Sir Charles Hutchinson | |
Honorific-Suffix: | MP |
Office: | Member of Parliament for Rye |
Term Start: | 1903 |
Term End: | 1906 |
Predecessor: | Arthur Montagu Brookfield |
Successor: | George Courthope |
Majority: | 4,910 (52.9%) |
Birth Name: | Charles Frederick Hutchinson |
Birth Date: | 1850 1, df=yes |
Party: | Liberal |
Alma Mater: | Elstree School Uppingham School University of Edinburgh |
Sir Charles Frederick Hutchinson (23 January 1850 – 15 November 1907) was an English physician and Liberal politician. He was the Member of Parliament (MP) for the Rye Division of Sussex from 1903 to 1906.
Charles Hutchinson was the son of Richard Scholes Hutchinson, a medical doctor from Nottingham and his wife Innes Hadden. In 1880 he married Ellen Soames of London. They had one son, St John Hutchinson who also became a Liberal politician, contesting his father's old seat for the Liberals at both the January and December 1910 general elections.[1] [2]
Hutchinson was educated at Elstree School, Uppingham and the University of Edinburgh where he got his MD. He also studied in Berlin, Vienna and Paris.[3]
Hutchinson went in for medicine, having passed his primary examinations in anatomy and physiology in 1871.[4] He practised mainly in Scarborough during the year but spent his winters in Monte Carlo. He retired from practice about 1902.[5]
After he retired, Hutchinson went to live in Mayfield in Sussex[6] He contested the general election in the Liberal interest in the Rye or Eastern Division of Sussex. Rye could by this time be considered a safe Conservative seat.

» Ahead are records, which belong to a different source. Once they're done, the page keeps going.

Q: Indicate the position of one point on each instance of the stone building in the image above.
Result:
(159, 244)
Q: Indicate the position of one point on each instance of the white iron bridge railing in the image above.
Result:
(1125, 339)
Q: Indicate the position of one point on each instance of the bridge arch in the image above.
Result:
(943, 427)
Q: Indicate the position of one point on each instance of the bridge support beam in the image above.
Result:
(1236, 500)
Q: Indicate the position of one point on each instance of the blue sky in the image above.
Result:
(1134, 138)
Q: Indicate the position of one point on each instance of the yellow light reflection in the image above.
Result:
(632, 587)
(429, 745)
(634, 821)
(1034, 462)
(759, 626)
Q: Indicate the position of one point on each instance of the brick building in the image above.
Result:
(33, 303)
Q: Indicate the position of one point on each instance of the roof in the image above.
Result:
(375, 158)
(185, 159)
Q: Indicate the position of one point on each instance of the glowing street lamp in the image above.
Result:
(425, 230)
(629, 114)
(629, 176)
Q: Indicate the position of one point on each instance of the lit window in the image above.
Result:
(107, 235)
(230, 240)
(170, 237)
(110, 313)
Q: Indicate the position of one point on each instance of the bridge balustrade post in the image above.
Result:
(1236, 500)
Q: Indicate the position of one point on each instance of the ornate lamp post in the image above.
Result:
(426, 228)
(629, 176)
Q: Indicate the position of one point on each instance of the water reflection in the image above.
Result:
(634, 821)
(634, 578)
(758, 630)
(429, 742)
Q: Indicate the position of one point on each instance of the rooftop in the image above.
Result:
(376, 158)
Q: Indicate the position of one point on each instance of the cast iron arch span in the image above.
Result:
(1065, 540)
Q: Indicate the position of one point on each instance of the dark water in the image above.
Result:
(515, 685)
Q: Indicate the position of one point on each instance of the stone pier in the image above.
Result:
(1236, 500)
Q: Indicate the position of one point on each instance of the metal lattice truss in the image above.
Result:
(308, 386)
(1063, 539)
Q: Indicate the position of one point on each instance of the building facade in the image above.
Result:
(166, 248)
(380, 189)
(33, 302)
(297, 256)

It had not returned a Liberal since the 1880 general election and its sitting MP, Arthur Montagu Brookfield had held the seat since 1885, having been returned unopposed at the previous general election in 1895.[7] [8]
Hutchinson was on that wing of the Liberal Party which called itself the Liberal Imperialists.[9] They argued that the Liberals had lost the centre vote because the party had distanced itself from "the new Imperial spirit". Instead, they argued for a "clean slate" with the old, classical Liberalism giving way to the new ideas of "National Efficiency" and imperialism.[10]
Brookfield, who had been a professional soldier until his retirement in 1880, had been away in South Africa commanding a battalion of the Imperial Yeomanry in the Second Anglo-Boer War. He did not get back to England until 8 October 1900 by which time Hutchinson had been able to start campaigning.[11] Polling took place in Rye on 12 October and despite Brookfield's absence, the general mood of support for the government at time of war (especially given Colonel Brookfield's own participation in the conflict) proved too great a hurdle for Hutchinson. At the last election which had been contested, that of 1892, Brookfield had a majority of 711 votes. This time he turned that into a majority of 2,489, taking 65.1% of the poll to Hutchinson's 34.9%.[12]
Three years later however the political situation was transformed. The war was over, the government was unpopular and the 1902 Education Act was proving a disaster for the Tories and a rallying cause to Liberals, especially those in the nonconformist tradition.[13] Brookfield resigned from the House of Commons to take up an appointment as HM Consul at Montevideo thus causing a by-election and Hutchinson was again called on by the local Liberal Association to be their candidate. In the changed political climate Hutchinson won a narrow victory at the election held on 17 March 1903, defeating the new Conservative candidate Edward Boyle, a barrister, by 534 votes.[14]
The 1906 general election was a Liberal landslide, exceeding the most optimistic Liberal hopes. Hutchinson however did not share in this political good fortune. The Unionist parties won few seats against the general trend but Rye was one of them, along with some other seats they had lost in by-elections since 1900.[15] Hutchinson faced a new Conservative candidate, George Courthope another barrister but a Sussex man. Despite the pro-Liberal feeling in the country, Hutchinson saw his slim majority overtaken by Courthope who eventually won with a majority of 1,158 votes.[16]
After his death, his son St John Hutchinson contested Rye for the Liberal party at both the 1910 General elections, but without success.[17]
Hutchinson received a knighthood in the King's Birthday Honours list of 1906.[18] He was also appointed as a Justice of the Peace.[19]
Hutchinson was taken ill in 1907 suffering from a throat affection and it was reported in July of that year that he was in a critical condition with little hope of recovery.[20] He did rally in August[21] but by the end of the month he had a relapse[22] and by the end of September he had been removed from his house in Mayfield to a London nursing home.[23] He died on 15 November 1907.